What is Stalking?
Definition of Stalking
Stalking is defined as a willful course of conduct involving repeated or continuing harassment made against the expressed wishes of another individual, which causes that individual to feel emotional distress including fear, harassment, intimidation or apprehension.
The legal definition of stalking is defined primarily by state statutes. However, virtually any unwanted contact between a stalker and their victim which directly or indirectly communicates a threat or places the victim in fear can generally be referred to as stalking.
Best estimates indicate that as many as 200,000 Americans are currently being stalked; moreover, 1 in 20 women will become targets of stalking behavior at least once during their lifetimes. With the passage of the 1994 Crime Bill by the U.S. Congress, which mandated the tracking and compilation of stalking crime statistics, experts will be able to determine the prevalence of this crime for the first time.
Types of Stalking
Stalking is a gender neutral crime, with both male and female perpetrators and victims. However, most stalkers are men. Best statistics indicate that 75-80 percent (75-80%) of all stalking cases involve men stalking women. Most tend to fall into the young to middle-aged categories. Most have above-average intelligence. Stalkers come from every walk of life and every socio-economic background. Virtually anyone can be a stalker, just as anyone can be a stalking survivor.
Examples of Stalking Behavior
Common behaviors and tactics used by stalkers include, but are not limited to:
- Following or appearing within one’s sight.
- Approaching or confronting someone in a public place or on private property.
- Appearing at one’s workplace, home, or school.
- Entering onto property someone owns, leases, or occupies.
- Contacting someone by phone, postal mail, email, text, social networking sites, etc.
- Placing or delivering an object to property that someone own, leases, or occupies.
- Verbal threats.
Stalkers may attempt to woo their victim into a relationship by sending flowers, candy and love letters, in an attempt to “prove their love.” However, when the victim spurns their unwelcome advances, the stalker often turns to intimidation. Such attempts at intimidation often begin in the form of an unjustified, jealous and inappropriate intrusion into the victim’s life. Often these contacts become more numerous and intrusive over time, until such collective conduct becomes a persistent pattern of harassment. Many times, harassing behavior escalates to threatening behavior. Such threats may be direct or indirect and communicated explicitly or implicitly by the stalker’s conduct. Unfortunately, cases that reach this level of seriousness too often end in violence and/or murder. These tactics are used by stalkers as a means of reasserting their dominance over the victim.

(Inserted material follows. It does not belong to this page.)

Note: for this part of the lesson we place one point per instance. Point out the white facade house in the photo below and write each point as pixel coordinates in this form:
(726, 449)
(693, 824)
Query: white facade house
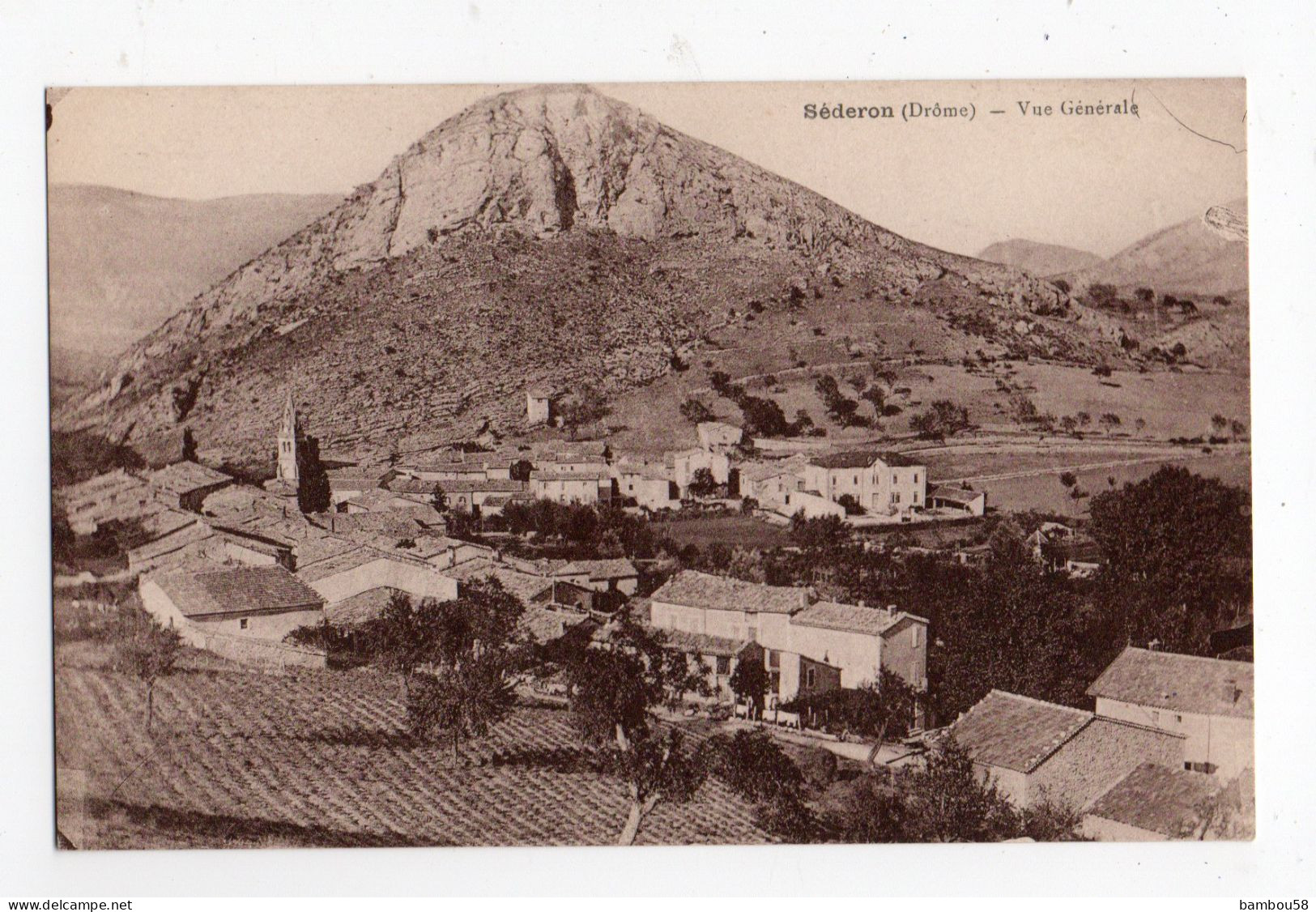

The evolution of the stalker’s thought pattern progresses from, “If I can just prove to you how much I love you,” to “I can make you love me,” to “If I can’t have you, nobody else will.”
While this progression in behavior is common, no stalking case is completely predictable. Some stalkers may never escalate past the first stage. Others jump from the first stage to the last stage with little warning. It is not uncommon to see stalkers intersperse episodes of threats and violence with flowers and love letters.
It is this unpredictability that makes developing an effective response strategy so difficult in any particular stalking case.